Mo Reads: Issue 2
The first issue was perhaps a bit too long. This time round I’m aiming for succinct commentary. (A newsletter, after all, is an infinite game.)
Links:
Partial Derivatives and Partial Narratives by John Nerst (2,700 words, 11 mins)
Compress to impress by Eugene Wei (3,600 words, 15 mins)
The lava layer antipattern by Mike Hadlow (1,800 words, 7 mins)
The physics of space war by Rebecca Reesman et al (10,000 words, 40 mins)
Three wild speculations from amateur quantitative macrohistory by Luke Muehlhauser (1,200 words, 5 mins)
Message length by Zack Davis (3,000 words, 12 mins)
Could a Quantum Computer Have Subjective Experience? by Scott Aaronson (6,800 words, 27 mins)
There’s no such thing as a tree (phylogenetically) by Georgia Ray (2,100 words, 8 mins)
What is the upper limit of value? by David Manheim et al (15,000 words, 60 mins)
Shopping for happiness by Jacob Falkovich (3,000 words, 12 mins)
Partial Derivatives and Partial Narratives by John Nerst (2,700 words, 11 mins): reality’s causal dynamics is complicated, far too multivariate for our puny brains, having no obligation to make sense. Narratives are stories of events/entities and their causal relationships, chains of “X caused Y” simple enough to fit into our brains. So representing reality via narratives is like taking partial derivatives of multivariate functions. Implications: (1) when integrating over narratives to reconstruct (get ideas about) reality, you have no idea how complicated or significant the “integration constant” is, since derivatives/narratives destroy information; (2) sometimes there’s no such thing as “the right narrative” (even if they contradict each other), just like how there’s no such thing as “the right partial derivative” (they’re all correct), so savage political fights can happen without any factual or value disagreement; (3) disagreeing on signal vs noise is like differentiating w.r.t different variables. So (John argues) e.g. Ayn Rand isn’t right/wrong so much as ridiculously partial, like all good propaganda pieces are.
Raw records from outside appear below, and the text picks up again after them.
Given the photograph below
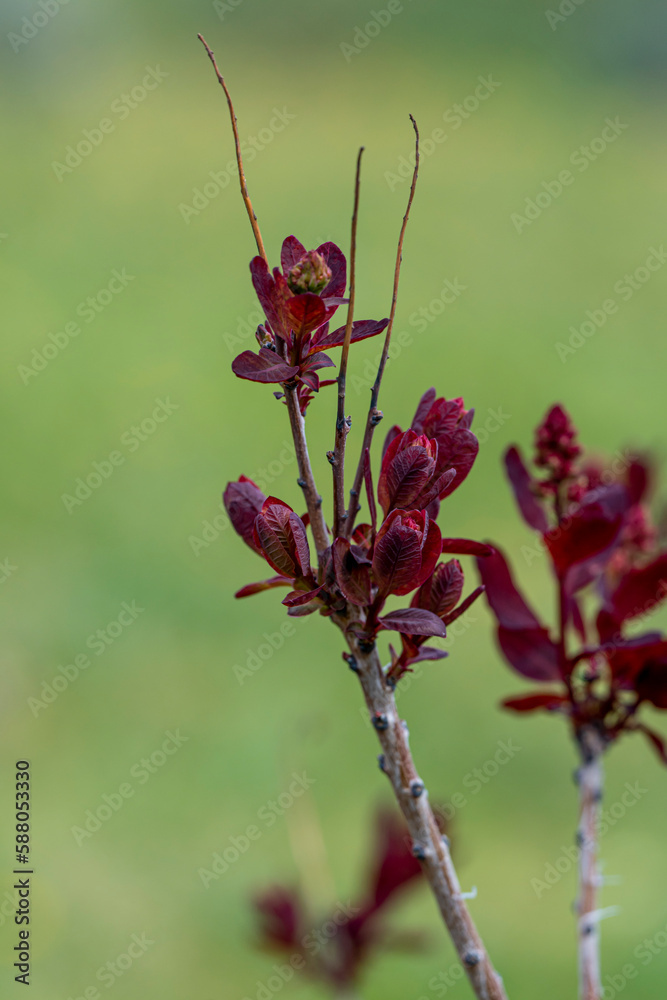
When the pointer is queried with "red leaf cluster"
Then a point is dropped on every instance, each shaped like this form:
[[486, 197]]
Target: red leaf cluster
[[596, 528], [299, 299]]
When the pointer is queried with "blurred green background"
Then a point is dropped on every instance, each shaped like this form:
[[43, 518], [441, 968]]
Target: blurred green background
[[170, 333]]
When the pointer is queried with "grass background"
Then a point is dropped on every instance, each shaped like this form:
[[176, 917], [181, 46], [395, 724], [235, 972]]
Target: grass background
[[167, 335]]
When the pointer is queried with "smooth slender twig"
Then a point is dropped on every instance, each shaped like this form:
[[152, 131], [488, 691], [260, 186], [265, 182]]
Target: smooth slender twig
[[375, 415], [428, 843], [239, 159], [337, 458]]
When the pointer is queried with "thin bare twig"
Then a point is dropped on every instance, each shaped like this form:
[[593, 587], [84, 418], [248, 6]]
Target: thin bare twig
[[337, 458], [306, 479], [375, 415], [239, 159], [429, 845], [588, 935]]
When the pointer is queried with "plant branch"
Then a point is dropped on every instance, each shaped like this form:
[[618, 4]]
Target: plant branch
[[306, 479], [375, 415], [239, 159], [588, 935], [428, 843], [337, 458]]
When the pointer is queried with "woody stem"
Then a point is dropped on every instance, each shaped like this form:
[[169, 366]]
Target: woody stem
[[313, 499], [588, 936], [342, 424], [374, 414], [429, 845]]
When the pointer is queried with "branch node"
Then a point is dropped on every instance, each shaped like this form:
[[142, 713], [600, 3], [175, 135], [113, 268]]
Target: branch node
[[380, 721], [351, 662]]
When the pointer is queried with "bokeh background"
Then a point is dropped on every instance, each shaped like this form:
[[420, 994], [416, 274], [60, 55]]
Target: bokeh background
[[153, 531]]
Compress to impress by Eugene Wei (3,600 words, 15 mins): org leaders face Chinese whisper problems in strategic alignment, which get horrible at scale. A time-tested solution to ensuring message integrity in lossy media (oral traditions, hierarchies) is to encode it in a distinctive format; this is the thrust of rhetorical tricks like rhythms and rhymes. One of Jeff Bezos’ great strengths as a communicator was in encoding Amazon’s most important strategies in concise memorable form, like “Day 1”, “resist proxies”, and “high-velocity decision making”, all arising from pressing needs in the moment. Jeff understood, argues Eugene (an early employee at Amazon), that time spent deriving the right words to package a key concept memorably, so people would say what he’d say when he wasn’t in the room, was time well spent. (Interestingly, his information inflows was the opposite: minimally compressed raw data.) Other great leaders do this too: “lean in”, “yes we can”, “move fast and break things”, “I have a dream”, “software is eating the world”, “information wants to be free” etc.
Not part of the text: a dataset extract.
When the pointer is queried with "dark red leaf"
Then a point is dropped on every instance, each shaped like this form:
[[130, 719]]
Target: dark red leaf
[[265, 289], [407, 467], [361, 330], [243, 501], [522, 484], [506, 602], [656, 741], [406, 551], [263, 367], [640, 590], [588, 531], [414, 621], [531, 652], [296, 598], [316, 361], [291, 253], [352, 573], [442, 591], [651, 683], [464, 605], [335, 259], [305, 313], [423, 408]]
The lava layer antipattern by Mike Hadlow (1,800 words, 7 mins): successive well-intentioned changes to architecture and technology throughout an application’s lifetime can result in a codebase that’s fragmented and hard to maintain; sometimes it’s better to favor consistent legacy tech. “Lava layer” refers to how a hypothetical codebase visualization would look like half-breadth lava layers of different patterns/tech solving the same problem in different places. Mike notes that it’s “especially prevalent in situations where the software is large, mission critical, long-lived and where there is high staff turn-over”. One way to mitigate against this antipattern is to acknowledge that we may never finish refactoring. Also called spaghetti towers; pervasive in evolutions and bureaucracies not just software. It’s one form of technical debt.
The physics of space war by Rebecca Reesman et al (10,000 words, 40 mins): Star Wars dogfights make for great cinema, but won’t be how real space engagements are fought due to orbital dynamics constraints. 5 key concepts: (1) satellites move quickly, (2) satellites move predictably, (3) satellites maneuver slowly, (4) space is big, and (5) timing is everything. Different paradigm: unlike on earth where competitors fight to dominate a physical location, in space nobody occupies a single location over time, so instead focus on reducing/eliminating enemy satellite capabilities (comms, nav, intel). Goals: deceive, disrupt/degrade/deny capability, deter/defend against counterattacks. Weapons: kinetic vs standoff, ground- vs space-based, reversible or not. Because space is big, engagements are either intense or long not both. Too much to summarize, check it out!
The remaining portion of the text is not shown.